Dr. Jatoi argues that an alternative form of acceptance may be applicable here, citing Tex.Bus.Corp.Act Ann. art. 2.14 (1980) which, in pertinent part provides:
“C) In the case of an existing corporation, acceptance [of a subscription] shall be effected by a resolution of acceptance by the board of directors or by a written memorandum of acceptance executed by one authorized by the board of directors and delivered to the subscriber or his assignee.” (Emphasis added.)
We cannot agree with Dr. Jatoi’s attempt to characterize her oral offer to purchase shares as a “subscription”. Tex.Bus.

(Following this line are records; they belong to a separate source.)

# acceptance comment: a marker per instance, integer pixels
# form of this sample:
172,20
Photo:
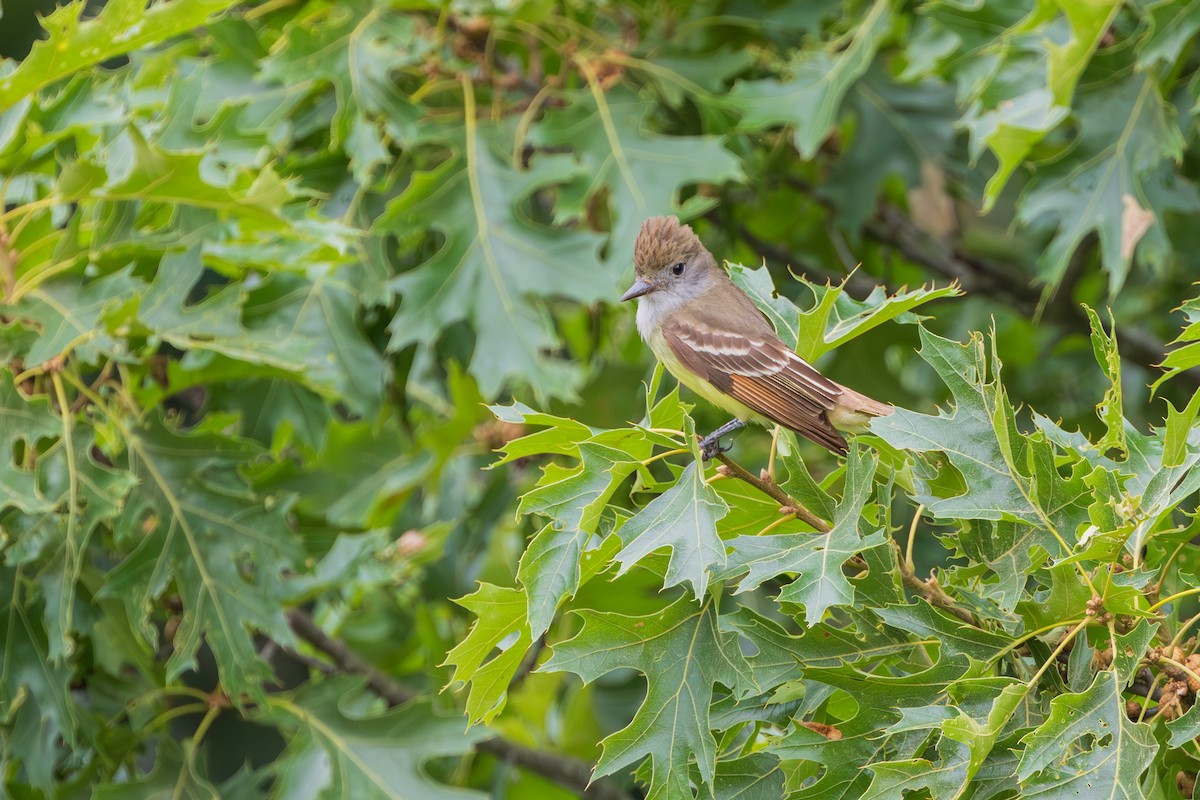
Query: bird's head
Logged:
670,258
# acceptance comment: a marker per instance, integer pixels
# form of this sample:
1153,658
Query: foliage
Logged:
331,467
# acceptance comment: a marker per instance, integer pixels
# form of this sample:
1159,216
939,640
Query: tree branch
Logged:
787,504
564,770
975,274
1009,286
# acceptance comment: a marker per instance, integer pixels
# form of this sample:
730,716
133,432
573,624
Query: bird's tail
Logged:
855,410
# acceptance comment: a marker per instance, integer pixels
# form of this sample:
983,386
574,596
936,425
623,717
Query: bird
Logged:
711,336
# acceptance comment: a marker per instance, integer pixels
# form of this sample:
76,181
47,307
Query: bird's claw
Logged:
711,447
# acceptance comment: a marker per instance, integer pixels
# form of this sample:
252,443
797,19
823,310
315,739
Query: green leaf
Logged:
877,703
815,558
755,777
1110,409
636,170
197,527
900,130
1000,473
1113,751
1173,24
952,633
23,422
499,614
342,752
120,26
70,318
684,519
1119,181
1183,353
36,708
142,172
810,100
573,498
361,476
1129,649
1185,728
837,318
682,653
496,268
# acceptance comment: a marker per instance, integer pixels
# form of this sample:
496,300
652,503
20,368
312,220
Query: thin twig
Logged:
347,660
787,504
564,770
931,590
527,663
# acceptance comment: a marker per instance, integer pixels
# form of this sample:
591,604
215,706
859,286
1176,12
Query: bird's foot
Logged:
711,445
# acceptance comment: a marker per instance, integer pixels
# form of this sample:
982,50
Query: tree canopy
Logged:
330,464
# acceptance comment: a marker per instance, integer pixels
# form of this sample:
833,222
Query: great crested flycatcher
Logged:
709,335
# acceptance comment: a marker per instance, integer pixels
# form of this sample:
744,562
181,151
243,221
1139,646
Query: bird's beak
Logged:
636,290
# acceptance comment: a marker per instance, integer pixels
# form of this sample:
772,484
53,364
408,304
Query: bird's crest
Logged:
664,241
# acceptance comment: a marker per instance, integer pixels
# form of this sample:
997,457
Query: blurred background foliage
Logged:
274,260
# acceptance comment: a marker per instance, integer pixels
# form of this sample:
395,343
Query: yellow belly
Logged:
701,386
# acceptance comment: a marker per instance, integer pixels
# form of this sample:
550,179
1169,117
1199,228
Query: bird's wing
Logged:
762,373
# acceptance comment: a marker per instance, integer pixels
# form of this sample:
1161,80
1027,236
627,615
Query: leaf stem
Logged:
1186,669
1054,656
912,536
1177,595
564,770
777,523
1026,637
664,455
772,489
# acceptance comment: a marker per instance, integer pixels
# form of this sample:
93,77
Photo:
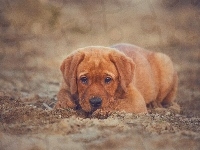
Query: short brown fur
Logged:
139,78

Corp.Act Ann. art. 1.02(5) (1980) defines a subscription as “a memorandum in writing, executed before or after incorporation, wherein an offer is made to purchase and pay for a specified number of theretofore unissued shares of a corporation.” Dr. Ja-toi’s offer is at least lacking the formality of being in writing, as required by statute.
We find an absence of a binding acceptance to Dr. Jatoi’s offer to purchase seven thousand shares of Park Center, Inc. in that the acceptance was never relayed to Dr. Jatoi. We overrule each of Dr. Jatoi’s points of error and affirm the judgment.